Obwohl die Schäden an den Gebäuden sehr schwer sind, müssen diese Explosionen nicht auch den eigentlichen Reaktor beschädigt haben. Dieser befindet sich in einem Druckbehälter, der zudem von mehreren Sicherheitshüllen umgeben ist. Somit besteht zumindest die Hoffnung, die beiden Wasserkreisläufe in den Reaktoren 1 bis 3 wieder starten zu können, so dass eine dauerhafte Kühlung der beschädigten Brennstäbe möglich ist. Zugleich muss auch der Kühlkreislauf der Abklingbecken repariert werden, da hier weitere Brennelemente lagern, die noch über Monate und Jahre hinweg Wärme abgeben werden. Der Reaktor Nummer 4 ist entladen, dafür ist das dortige Abklingbecken randvoll mit Brennstäben. Die Reaktorgebäude 1 bis 4 wurden bereits mit dem externen Stromnetz verbunden, in den Kontrollräumen der Meiler 1 bis 3 gibt es Licht und in den Gebäuden 1, 2 und 4 konnten einige Instrumente reaktiviert werden.
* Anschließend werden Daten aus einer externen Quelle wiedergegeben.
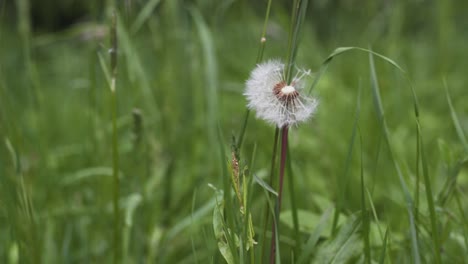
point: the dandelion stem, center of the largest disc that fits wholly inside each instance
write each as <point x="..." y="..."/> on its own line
<point x="284" y="151"/>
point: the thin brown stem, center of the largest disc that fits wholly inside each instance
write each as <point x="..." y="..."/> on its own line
<point x="284" y="151"/>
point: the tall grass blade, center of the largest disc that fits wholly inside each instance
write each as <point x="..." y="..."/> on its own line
<point x="210" y="69"/>
<point x="409" y="201"/>
<point x="343" y="180"/>
<point x="144" y="15"/>
<point x="455" y="120"/>
<point x="258" y="60"/>
<point x="384" y="248"/>
<point x="314" y="237"/>
<point x="430" y="202"/>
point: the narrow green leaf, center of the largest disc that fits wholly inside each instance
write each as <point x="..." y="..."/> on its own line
<point x="384" y="248"/>
<point x="409" y="201"/>
<point x="455" y="120"/>
<point x="314" y="236"/>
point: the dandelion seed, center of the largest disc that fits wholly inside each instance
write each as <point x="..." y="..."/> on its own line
<point x="276" y="101"/>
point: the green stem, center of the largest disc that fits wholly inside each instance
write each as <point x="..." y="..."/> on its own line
<point x="284" y="151"/>
<point x="259" y="58"/>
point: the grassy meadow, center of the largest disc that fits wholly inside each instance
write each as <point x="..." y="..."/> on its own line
<point x="130" y="141"/>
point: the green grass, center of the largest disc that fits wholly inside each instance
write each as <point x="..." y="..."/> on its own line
<point x="378" y="175"/>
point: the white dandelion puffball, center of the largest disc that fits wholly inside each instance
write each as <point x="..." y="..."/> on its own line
<point x="276" y="101"/>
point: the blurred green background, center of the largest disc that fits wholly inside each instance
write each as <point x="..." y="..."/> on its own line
<point x="181" y="72"/>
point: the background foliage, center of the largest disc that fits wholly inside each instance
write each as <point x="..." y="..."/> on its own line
<point x="181" y="73"/>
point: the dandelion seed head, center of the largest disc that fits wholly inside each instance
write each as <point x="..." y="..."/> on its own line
<point x="276" y="101"/>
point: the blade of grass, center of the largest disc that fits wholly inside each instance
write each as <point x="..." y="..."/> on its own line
<point x="409" y="201"/>
<point x="293" y="198"/>
<point x="258" y="60"/>
<point x="314" y="237"/>
<point x="115" y="150"/>
<point x="210" y="71"/>
<point x="384" y="248"/>
<point x="364" y="211"/>
<point x="144" y="15"/>
<point x="455" y="120"/>
<point x="343" y="180"/>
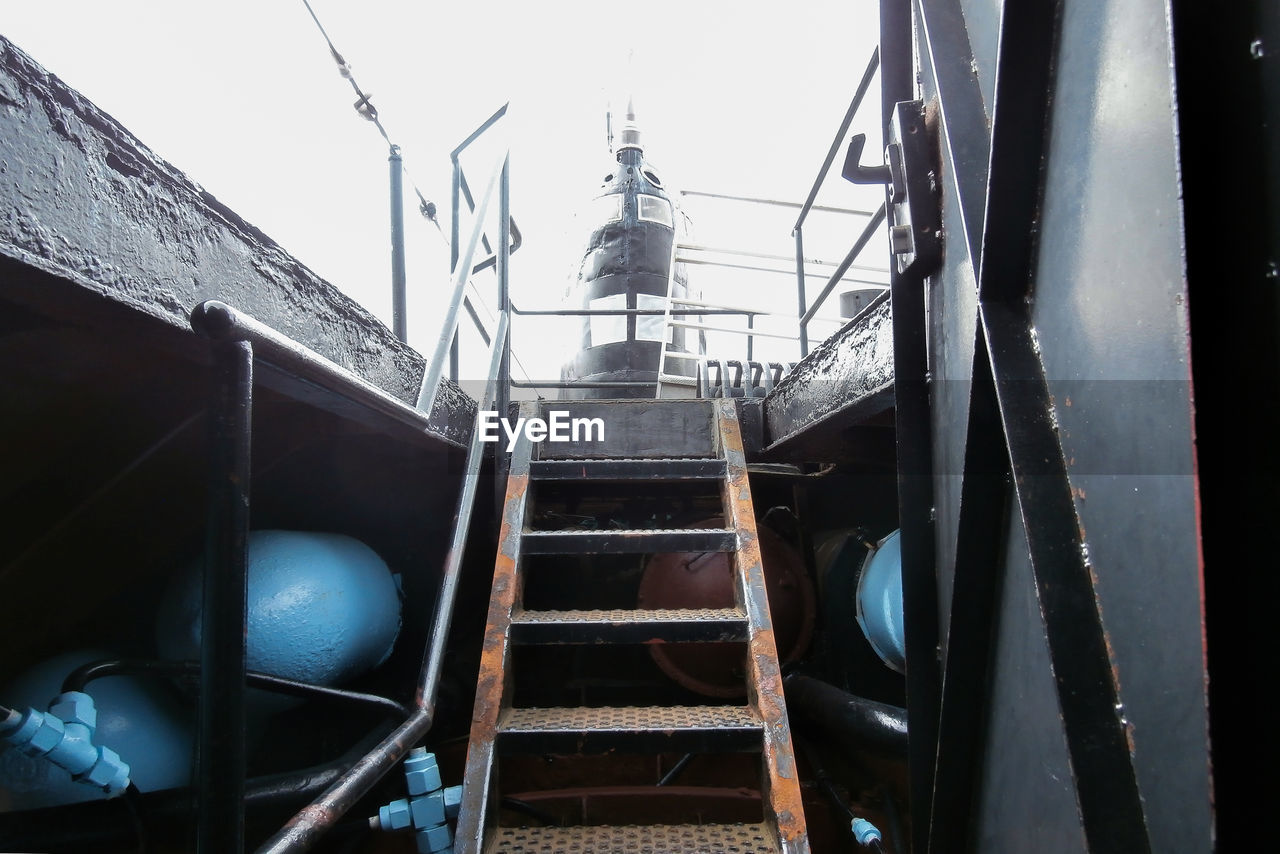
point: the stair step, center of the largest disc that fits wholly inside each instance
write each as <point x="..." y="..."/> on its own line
<point x="630" y="542"/>
<point x="632" y="839"/>
<point x="629" y="626"/>
<point x="694" y="729"/>
<point x="629" y="469"/>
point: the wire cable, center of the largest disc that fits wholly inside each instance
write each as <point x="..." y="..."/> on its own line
<point x="366" y="109"/>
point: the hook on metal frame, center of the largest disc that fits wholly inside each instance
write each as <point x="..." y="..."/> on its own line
<point x="859" y="174"/>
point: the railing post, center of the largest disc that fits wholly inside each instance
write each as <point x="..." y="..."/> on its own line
<point x="800" y="314"/>
<point x="400" y="323"/>
<point x="220" y="745"/>
<point x="455" y="231"/>
<point x="502" y="393"/>
<point x="503" y="396"/>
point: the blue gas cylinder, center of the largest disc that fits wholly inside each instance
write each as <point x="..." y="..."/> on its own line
<point x="321" y="607"/>
<point x="137" y="717"/>
<point x="880" y="602"/>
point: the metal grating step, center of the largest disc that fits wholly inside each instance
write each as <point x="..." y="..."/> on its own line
<point x="630" y="542"/>
<point x="632" y="839"/>
<point x="694" y="729"/>
<point x="629" y="626"/>
<point x="652" y="469"/>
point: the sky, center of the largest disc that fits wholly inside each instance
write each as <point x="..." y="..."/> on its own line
<point x="245" y="97"/>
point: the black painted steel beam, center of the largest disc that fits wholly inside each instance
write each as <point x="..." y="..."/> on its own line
<point x="914" y="459"/>
<point x="970" y="635"/>
<point x="1097" y="736"/>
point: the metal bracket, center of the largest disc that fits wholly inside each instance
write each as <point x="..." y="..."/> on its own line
<point x="914" y="210"/>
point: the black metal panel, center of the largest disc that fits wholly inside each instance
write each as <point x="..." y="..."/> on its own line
<point x="952" y="292"/>
<point x="1228" y="64"/>
<point x="1110" y="311"/>
<point x="914" y="461"/>
<point x="842" y="383"/>
<point x="1025" y="800"/>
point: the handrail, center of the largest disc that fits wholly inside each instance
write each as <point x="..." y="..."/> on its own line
<point x="777" y="202"/>
<point x="461" y="273"/>
<point x="872" y="224"/>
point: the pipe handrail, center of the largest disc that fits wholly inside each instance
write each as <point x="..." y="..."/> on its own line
<point x="461" y="273"/>
<point x="807" y="313"/>
<point x="872" y="224"/>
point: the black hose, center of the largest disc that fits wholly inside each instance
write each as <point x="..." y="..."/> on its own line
<point x="676" y="770"/>
<point x="529" y="809"/>
<point x="855" y="724"/>
<point x="82" y="676"/>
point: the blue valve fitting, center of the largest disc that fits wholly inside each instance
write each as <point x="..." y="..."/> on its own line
<point x="864" y="831"/>
<point x="64" y="735"/>
<point x="426" y="809"/>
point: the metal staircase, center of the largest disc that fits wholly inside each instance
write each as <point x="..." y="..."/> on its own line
<point x="700" y="441"/>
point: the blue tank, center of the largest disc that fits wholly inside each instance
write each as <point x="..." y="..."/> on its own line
<point x="137" y="717"/>
<point x="880" y="602"/>
<point x="321" y="607"/>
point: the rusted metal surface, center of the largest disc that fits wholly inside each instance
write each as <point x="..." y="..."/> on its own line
<point x="476" y="814"/>
<point x="639" y="729"/>
<point x="650" y="469"/>
<point x="707" y="580"/>
<point x="785" y="809"/>
<point x="635" y="542"/>
<point x="621" y="625"/>
<point x="647" y="429"/>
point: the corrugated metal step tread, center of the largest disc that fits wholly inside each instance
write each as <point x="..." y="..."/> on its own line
<point x="630" y="542"/>
<point x="629" y="625"/>
<point x="652" y="469"/>
<point x="630" y="839"/>
<point x="631" y="729"/>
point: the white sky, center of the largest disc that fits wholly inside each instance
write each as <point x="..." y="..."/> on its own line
<point x="732" y="97"/>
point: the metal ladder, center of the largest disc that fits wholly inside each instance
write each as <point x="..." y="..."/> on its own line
<point x="703" y="443"/>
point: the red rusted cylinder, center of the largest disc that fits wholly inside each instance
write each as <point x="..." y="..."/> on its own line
<point x="705" y="580"/>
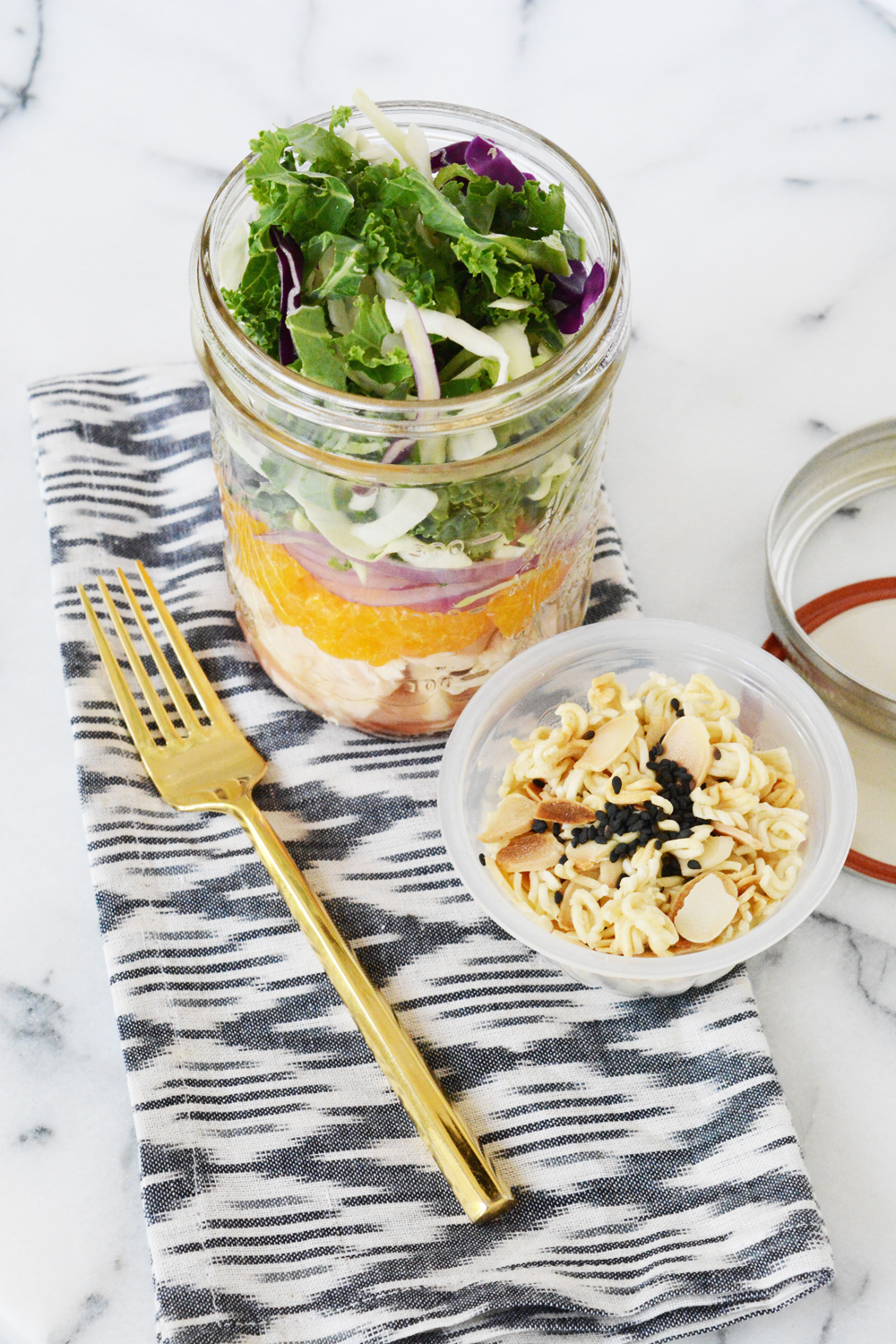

Doch bevor die internen Systeme, insbesondere die Wasserkreisläufe, wieder gestartet werden können, müssen noch Reparaturen ausgeführt werden. Genau hierbei stört aber das stark belastete Wasser, welches in den Turbinenhallen steht. Am Donnerstag hatten sich drei Arbeiter, welche in diesem Wasser gestanden hatten, Strahlungsverbrennungen an den Füßen zugezogen. Die lokale Strahlenbelastung an den Beinen der Arbeiter wurde auf 2 bis 6 Sievert geschätzt, die natürliche Hintergrundstrahlung beläuft sich auf gerade einmal 0,1 Mikrosievert (= 0,0000001 Sievert) pro Stunde. Die Arbeiter befinden sich derzeit zur Beobachtung in einer Spezialklinik. In der Turbinenhalle des Reaktorgebäudes 1 hat Tepco nun damit begonnen, das belastete Wasser in den Kondensator zu pumpen. Sollte dies gelingen, will man auch bei den übrigen Turbinenhallen derart verfahren. Zuvor hatte Tepco extrem hohe Strahlungswerte aus dem Turbinenraum des zweiten Reaktors gemeldet und seine Arbeiter von dort zurückgezogen. Kurze Zeit später wurden diese Ergebnisse jedoch seitens Tepco angezweifelt, nun wird eine neue Messung vorbereitet.

Die Evakuierungszone
Trotz der hohen Strahlung und der radioaktiven Partikel in der Luft harren auch weiterhin Menschen innerhalb der 20 Kilometer großen Evakuierungszone rund um das schwer beschädigte Kernkraftwerk aus. Diese Anwohner will die japanische Regierung nun auch gegen ihren Willen evakuieren lassen. Im erweiterten Umkreis zwischen 20 und 30 Kilometer um das Atomkraftwerksgelände stellt man den Anwohnern die Evakuierung frei. Die Versorgungslage im betroffenen Gebiet ist schwierig, da kaum noch jemand bereit ist, Lebensmittel und Trinkwasser in diese Gegend zu liefern. Zudem sollen die dort lebenden Menschen seit knapp zwei Wochen ihre Wohnungen nicht mehr verlassen und kein Leitungswasser trinken.